When NASA’s InSight lander landed on Mars in 2018, the mission team hoped the stationary spacecraft could perform a check-up inside the red planet. Now InSight and its instruments have surpassed those goals and revealed the secrets of the red planet. The crust, mantle and core of Mars that scientists have so far eluded. It is the first time that we can look inward and map the interior of another planet beyond Earth. The InSight mission team was able to accomplish this extraordinary feat by tracking marsquakes on the red planet like the earthquakes we experience on earth. just a little different.
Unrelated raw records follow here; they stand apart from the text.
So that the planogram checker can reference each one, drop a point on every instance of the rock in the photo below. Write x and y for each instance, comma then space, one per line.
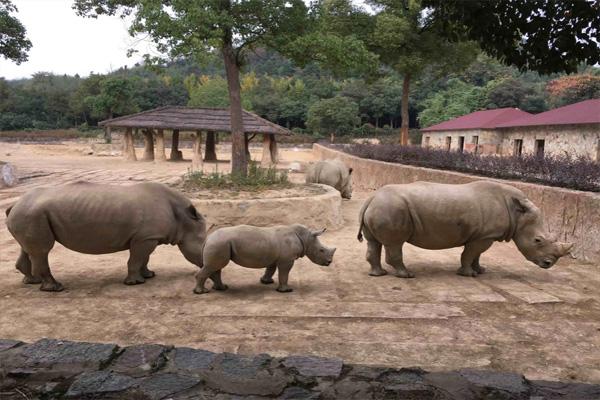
235, 374
192, 360
497, 385
314, 366
92, 384
8, 175
159, 386
140, 360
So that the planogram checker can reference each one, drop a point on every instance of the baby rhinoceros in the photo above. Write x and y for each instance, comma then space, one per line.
99, 219
275, 248
332, 173
441, 216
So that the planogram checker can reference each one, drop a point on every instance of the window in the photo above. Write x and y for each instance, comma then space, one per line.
539, 147
518, 147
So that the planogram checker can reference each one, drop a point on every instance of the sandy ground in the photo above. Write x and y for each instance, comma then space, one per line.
542, 323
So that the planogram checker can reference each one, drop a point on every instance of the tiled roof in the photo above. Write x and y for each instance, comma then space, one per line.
487, 119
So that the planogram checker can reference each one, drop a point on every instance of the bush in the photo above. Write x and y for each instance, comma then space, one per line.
579, 173
257, 179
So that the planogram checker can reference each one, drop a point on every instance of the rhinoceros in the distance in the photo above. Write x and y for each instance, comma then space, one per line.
275, 248
331, 173
441, 216
98, 219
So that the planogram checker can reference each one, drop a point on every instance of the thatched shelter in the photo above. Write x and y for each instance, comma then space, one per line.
154, 122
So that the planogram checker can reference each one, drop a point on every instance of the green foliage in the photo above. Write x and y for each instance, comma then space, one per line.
546, 36
257, 179
338, 115
14, 45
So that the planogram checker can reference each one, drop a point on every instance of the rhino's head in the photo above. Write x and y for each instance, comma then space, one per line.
533, 241
192, 233
315, 250
346, 191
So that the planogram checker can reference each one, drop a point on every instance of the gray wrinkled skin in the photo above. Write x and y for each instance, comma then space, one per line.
98, 219
441, 216
331, 173
273, 248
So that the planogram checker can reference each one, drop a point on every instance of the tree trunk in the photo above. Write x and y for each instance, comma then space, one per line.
404, 127
148, 145
197, 152
239, 162
175, 152
209, 151
160, 146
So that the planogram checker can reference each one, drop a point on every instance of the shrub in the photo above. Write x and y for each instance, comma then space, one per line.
257, 179
579, 173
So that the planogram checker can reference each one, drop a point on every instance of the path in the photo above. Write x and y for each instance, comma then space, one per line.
542, 323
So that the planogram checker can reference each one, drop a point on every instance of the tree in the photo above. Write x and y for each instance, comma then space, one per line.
406, 41
197, 28
338, 115
546, 36
14, 45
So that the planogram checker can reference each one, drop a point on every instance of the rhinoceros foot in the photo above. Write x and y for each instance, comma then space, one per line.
52, 287
31, 280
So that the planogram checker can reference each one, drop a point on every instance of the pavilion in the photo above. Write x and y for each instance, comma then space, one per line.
153, 123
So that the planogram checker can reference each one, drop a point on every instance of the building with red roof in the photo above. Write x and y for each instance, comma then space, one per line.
573, 130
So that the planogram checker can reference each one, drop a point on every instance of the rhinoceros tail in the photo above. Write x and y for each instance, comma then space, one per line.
361, 218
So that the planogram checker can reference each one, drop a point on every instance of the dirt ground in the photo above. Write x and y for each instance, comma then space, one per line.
518, 317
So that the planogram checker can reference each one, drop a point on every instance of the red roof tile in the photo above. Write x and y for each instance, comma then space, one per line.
584, 112
487, 119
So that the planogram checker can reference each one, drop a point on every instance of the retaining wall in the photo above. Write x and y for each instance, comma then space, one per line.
572, 215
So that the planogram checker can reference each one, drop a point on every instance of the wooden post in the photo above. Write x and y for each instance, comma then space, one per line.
209, 151
274, 150
160, 146
128, 146
175, 152
148, 145
197, 163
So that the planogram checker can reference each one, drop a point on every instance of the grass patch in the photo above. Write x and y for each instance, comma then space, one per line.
257, 179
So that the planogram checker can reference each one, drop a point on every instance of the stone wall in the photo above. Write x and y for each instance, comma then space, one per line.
575, 140
55, 369
572, 215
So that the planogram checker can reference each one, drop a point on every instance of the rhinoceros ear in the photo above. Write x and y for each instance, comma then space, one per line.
520, 206
193, 213
318, 233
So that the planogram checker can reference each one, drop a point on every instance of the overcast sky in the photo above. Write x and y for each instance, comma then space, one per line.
64, 43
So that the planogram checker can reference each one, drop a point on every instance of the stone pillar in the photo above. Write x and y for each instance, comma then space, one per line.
148, 145
175, 152
160, 146
197, 162
210, 153
128, 146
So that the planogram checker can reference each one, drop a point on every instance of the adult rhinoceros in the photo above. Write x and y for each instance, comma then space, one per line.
98, 219
441, 216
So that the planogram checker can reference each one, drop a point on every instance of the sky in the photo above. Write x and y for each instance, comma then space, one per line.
64, 43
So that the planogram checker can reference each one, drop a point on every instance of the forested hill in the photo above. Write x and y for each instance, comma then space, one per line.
308, 99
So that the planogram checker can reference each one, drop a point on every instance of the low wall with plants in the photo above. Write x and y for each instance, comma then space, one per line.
574, 216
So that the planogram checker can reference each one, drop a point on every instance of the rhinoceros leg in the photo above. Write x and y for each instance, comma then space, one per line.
393, 256
41, 269
24, 266
217, 282
469, 259
267, 278
374, 258
284, 271
139, 254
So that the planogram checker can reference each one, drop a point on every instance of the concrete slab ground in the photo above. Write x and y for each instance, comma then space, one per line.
544, 324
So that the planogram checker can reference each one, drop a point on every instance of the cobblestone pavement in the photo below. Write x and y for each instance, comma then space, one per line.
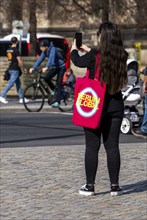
42, 184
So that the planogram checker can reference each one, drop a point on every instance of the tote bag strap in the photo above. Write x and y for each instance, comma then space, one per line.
97, 69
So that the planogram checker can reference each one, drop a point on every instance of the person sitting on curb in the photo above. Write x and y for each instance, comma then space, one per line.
15, 61
142, 131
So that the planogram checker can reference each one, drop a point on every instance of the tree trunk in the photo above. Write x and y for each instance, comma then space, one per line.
105, 13
33, 24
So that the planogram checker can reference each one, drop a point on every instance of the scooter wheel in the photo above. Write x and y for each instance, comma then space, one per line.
126, 126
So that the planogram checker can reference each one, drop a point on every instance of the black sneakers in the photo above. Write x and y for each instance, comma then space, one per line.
116, 191
87, 190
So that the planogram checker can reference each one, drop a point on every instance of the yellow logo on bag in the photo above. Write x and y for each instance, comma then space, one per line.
90, 101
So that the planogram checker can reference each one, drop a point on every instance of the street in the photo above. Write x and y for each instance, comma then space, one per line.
42, 168
44, 129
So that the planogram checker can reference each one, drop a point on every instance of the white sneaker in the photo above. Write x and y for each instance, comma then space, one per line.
21, 100
3, 100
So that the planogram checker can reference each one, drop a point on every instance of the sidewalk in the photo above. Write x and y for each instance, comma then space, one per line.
42, 184
14, 106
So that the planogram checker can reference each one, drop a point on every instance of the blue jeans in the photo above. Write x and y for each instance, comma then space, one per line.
144, 123
14, 79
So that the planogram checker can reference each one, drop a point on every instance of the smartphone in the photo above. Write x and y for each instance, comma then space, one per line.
78, 37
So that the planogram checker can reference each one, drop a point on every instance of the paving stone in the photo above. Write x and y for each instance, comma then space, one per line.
42, 183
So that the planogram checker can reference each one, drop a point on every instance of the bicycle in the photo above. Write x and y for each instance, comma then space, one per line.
38, 92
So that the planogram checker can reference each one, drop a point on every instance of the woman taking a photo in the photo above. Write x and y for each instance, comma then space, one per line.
113, 72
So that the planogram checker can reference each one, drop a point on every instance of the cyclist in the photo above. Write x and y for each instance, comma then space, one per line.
55, 65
InSight’s seismometer, called Seismic Experiment for Interior Structure, detected 733 different Martian quakes, the researchers analyzed 35 of them, which reached magnitudes between 3.0 and 4.0, to determine the thickness of the Martian crust, the depth of the planet’s mantle and much more It is important that the core of the frozen desert planet has melted. The results were divided into three studies, all of which were published in Science on Thursday.
Before InSight traveled to Mars, all previous robotic explorations of the Red Planet involved examining its surface. “When we began creating the mission statement more than a decade ago, the information in these documents was what we hoped for in the end,” said Bruce Banerdt, lead researcher for InSight at NASA’s Jet Propulsion Laboratory in Pasadena. California, in a statement. “This is the culmination of all the work and concern of the past decade.” Getting to Know Mars Through Its Earthquakes Unlike the Rovers Curiosity and Perseverance, InSight is limited to where it landed and cannot roam the surface in search of intrigue, but the lander’s incredibly sensitive seismometer can earthquakes Hundreds and thousands of kilometers recognize a way. You don’t need mobility to study Mars. When we experience earthquakes, it is because the tectonic plates of the earth shift, move and rub against each other. So far, the earth is the only known planet with these plates.
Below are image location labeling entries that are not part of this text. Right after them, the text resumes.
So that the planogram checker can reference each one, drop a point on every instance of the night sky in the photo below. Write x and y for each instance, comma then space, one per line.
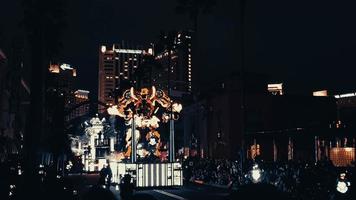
306, 44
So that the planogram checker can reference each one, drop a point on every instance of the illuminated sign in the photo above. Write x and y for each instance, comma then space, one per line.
130, 51
345, 95
321, 93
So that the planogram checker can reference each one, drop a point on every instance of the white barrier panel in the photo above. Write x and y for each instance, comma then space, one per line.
150, 175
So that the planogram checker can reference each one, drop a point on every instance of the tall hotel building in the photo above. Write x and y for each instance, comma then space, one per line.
176, 61
117, 64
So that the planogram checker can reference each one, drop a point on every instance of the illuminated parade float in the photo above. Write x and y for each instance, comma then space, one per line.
144, 154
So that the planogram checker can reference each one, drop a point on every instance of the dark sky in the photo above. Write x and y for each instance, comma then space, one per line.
305, 44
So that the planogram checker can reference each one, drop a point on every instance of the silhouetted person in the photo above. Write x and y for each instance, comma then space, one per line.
126, 187
105, 176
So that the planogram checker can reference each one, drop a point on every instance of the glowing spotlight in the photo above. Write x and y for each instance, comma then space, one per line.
342, 187
256, 174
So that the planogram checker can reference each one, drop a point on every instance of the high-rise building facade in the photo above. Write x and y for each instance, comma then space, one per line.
175, 58
117, 65
61, 80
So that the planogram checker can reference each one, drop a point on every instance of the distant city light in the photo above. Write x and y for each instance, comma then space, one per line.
103, 49
65, 66
321, 93
345, 95
342, 187
130, 51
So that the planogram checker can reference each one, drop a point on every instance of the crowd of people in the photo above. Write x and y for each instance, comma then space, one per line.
301, 180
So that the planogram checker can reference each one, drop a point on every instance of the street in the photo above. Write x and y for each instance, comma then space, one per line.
187, 192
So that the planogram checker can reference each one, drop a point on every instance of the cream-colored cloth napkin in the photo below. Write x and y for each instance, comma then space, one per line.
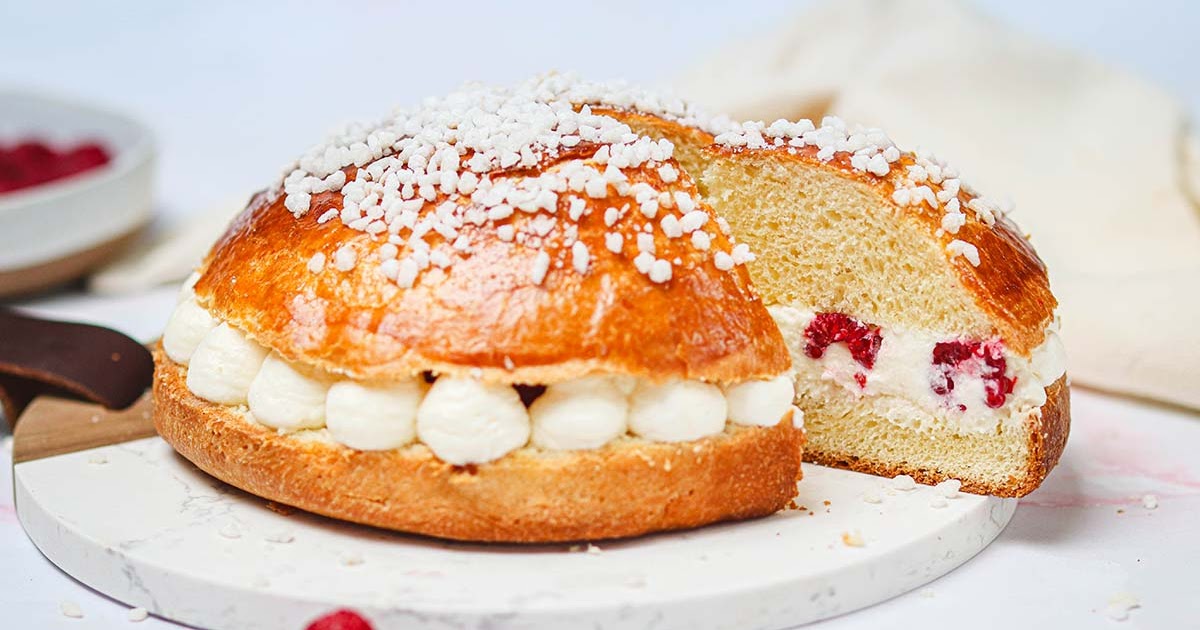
1099, 165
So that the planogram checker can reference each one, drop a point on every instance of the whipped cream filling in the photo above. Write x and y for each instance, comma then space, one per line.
911, 388
462, 420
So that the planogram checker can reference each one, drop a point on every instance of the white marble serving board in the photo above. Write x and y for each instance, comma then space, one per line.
143, 526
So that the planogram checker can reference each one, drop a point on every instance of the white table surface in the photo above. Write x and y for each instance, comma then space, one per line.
235, 91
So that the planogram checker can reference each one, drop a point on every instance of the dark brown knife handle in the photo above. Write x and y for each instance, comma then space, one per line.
81, 360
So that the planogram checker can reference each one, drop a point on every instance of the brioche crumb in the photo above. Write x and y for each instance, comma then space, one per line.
852, 539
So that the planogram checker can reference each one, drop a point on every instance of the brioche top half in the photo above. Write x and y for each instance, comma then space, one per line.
509, 234
991, 259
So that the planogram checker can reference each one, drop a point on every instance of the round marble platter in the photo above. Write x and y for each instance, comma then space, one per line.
139, 523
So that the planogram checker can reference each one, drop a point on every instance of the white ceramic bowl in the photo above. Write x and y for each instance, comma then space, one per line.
55, 232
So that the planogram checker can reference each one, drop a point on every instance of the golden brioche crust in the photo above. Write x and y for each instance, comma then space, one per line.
625, 489
485, 315
1009, 285
1047, 429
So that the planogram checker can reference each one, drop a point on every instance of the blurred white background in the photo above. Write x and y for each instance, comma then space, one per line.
234, 90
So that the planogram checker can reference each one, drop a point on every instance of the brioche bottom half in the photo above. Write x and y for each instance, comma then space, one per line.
625, 489
1009, 462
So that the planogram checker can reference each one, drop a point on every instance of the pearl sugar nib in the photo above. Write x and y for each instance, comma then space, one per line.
526, 162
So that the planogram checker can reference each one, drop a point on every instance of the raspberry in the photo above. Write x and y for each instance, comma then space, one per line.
343, 619
33, 162
949, 357
827, 329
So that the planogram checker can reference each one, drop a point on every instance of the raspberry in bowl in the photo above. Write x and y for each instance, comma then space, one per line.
76, 186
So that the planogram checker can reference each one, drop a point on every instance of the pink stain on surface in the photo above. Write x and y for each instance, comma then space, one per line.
1113, 461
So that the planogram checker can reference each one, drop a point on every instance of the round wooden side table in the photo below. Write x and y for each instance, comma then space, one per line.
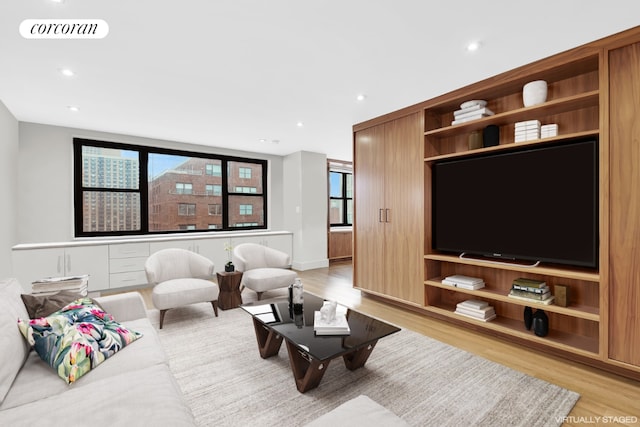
229, 284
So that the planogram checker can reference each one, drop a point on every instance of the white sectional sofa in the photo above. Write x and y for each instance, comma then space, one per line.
134, 387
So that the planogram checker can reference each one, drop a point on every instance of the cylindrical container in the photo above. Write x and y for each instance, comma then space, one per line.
296, 296
540, 323
534, 93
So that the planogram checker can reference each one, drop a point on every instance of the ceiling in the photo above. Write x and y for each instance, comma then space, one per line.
242, 74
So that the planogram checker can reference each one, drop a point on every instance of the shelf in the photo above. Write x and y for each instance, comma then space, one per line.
576, 344
577, 274
575, 310
557, 106
502, 147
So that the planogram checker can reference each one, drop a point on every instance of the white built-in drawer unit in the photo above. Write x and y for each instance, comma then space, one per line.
126, 264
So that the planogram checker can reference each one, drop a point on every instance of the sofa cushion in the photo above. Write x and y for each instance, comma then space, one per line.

How do earthquakes occur on Mars?
Think of the Martian crust as one huge slab. This crust is flawed and fractured as the planet continues to shrink as it cools. This puts pressure on the Martian crust, stretching it and breaking it. . When seismic waves from earthquakes traveled through various materials inside Mars, it enabled researchers to study the internal structure of the planet.This will help them understand the mysterious interior of Mars and apply that research to learn how other rocky planets, including our own, are formed.